Abstract 11103: Increase of Oxidative Stress Precipitated by Selenium Deficiency Plays a Role in Cardiac Hypofunction in Uremic Cardiomyopathy
Introduction: Various trace elements are deficient in hemodialysis patients, but the relationship of such deficiencies with cardiac hypofunction is unclear. We examined the deficiencies of trace elements in the blood and hair of hemodialysis patients diagnosed with uremic cardiomyopathy and investigated cardiac hypofunction mechanism from myocardial tissue.
Methods: Using blood samples, we measured 25 elements including Se, Mn, Cu, and Zn by high-resolution inductively coupled plasma (ICP) mass spectrometry and ICP emission spectral analysis. We also compared glutathione peroxidase (GSHPx) activation and radical formation potential between the uremic cardiomyopathy patient group (n = 22) and a control group with normal cardiac function (n = 30). Using myocardial tissue, we assessed the exacerbation of oxidative stress by 8-hydroxy-2-deoxyguanosine, 4-hydroxy-2-nonenal, and GSHPx staining and microcirculatory disorder by the perivascular fibrosis area ratio (PVFR). We also measured concentrations of elements in hair at the Super Photon ring-8 GeV (SPring-8) facility.

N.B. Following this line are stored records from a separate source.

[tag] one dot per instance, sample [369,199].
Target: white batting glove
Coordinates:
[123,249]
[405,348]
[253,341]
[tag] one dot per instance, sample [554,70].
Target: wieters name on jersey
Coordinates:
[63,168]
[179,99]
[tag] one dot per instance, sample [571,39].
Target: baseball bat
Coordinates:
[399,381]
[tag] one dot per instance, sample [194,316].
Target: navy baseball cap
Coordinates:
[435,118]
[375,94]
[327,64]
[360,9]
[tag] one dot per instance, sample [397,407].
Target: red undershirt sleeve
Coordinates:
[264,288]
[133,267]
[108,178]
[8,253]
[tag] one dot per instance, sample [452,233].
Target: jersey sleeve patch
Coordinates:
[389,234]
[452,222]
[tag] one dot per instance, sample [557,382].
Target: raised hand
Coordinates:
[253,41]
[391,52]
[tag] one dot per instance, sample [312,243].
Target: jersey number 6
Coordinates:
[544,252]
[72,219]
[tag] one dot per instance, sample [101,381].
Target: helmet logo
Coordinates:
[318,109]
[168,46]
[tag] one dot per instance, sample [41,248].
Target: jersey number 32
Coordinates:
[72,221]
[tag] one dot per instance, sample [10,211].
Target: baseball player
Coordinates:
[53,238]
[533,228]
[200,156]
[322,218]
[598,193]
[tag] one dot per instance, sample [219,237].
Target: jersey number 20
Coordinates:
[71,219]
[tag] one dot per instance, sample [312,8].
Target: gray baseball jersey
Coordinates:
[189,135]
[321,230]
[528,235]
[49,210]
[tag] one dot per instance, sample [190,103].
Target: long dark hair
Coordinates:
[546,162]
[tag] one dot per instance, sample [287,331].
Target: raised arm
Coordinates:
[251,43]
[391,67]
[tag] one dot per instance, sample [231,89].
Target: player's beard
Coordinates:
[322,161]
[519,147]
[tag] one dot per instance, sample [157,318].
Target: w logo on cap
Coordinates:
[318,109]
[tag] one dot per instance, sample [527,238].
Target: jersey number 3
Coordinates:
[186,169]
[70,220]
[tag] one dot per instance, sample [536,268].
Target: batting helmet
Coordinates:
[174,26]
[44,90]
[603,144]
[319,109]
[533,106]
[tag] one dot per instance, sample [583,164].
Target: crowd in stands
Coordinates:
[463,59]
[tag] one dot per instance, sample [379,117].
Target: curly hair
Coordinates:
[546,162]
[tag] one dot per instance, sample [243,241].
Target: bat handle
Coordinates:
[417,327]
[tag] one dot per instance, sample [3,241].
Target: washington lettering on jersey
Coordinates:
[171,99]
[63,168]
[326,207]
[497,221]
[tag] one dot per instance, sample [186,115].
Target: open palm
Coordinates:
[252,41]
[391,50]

Results: Compared with the control group patients, the uremic cardiomyopathy patients had lower selenium (99.7 ± 21.4 vs. 146 ± 23.3 ng/ml, p < 0.00001) and manganese concentrations (0.39 ± 0.15 vs. 0.60 ± 0.12 ng/ml, p < 0.001); they also showed decreased activation of GSHPx (121 ± 33 vs. 328 ± 44 μmol/min/L, p < 0.00001), an antioxidant enzyme involving selenium, with only selenium concentration correlating to left ventricular ejection fraction (p = 0.0009). Oxidative stress marker staining, radical formation potential in serum, and PVFR were all augmented in the uremic cardiomyopathic patients (p < 0.001).
Conclusions: Selenium concentration decrease in the serum of hemodialysis patients may reflect a decrease in GSHPx activation, increasing oxidative stress, and precipitating a coronary microcirculatory disorder involved in the cardiac hypofunction seen in uremic cardiomyopathy.
Author Disclosures: Y. Hiraoka: None. M. Tanabe: None. T. Yamazaki: None. M. Fujita: None.
- © 2015 by American Heart Association, Inc.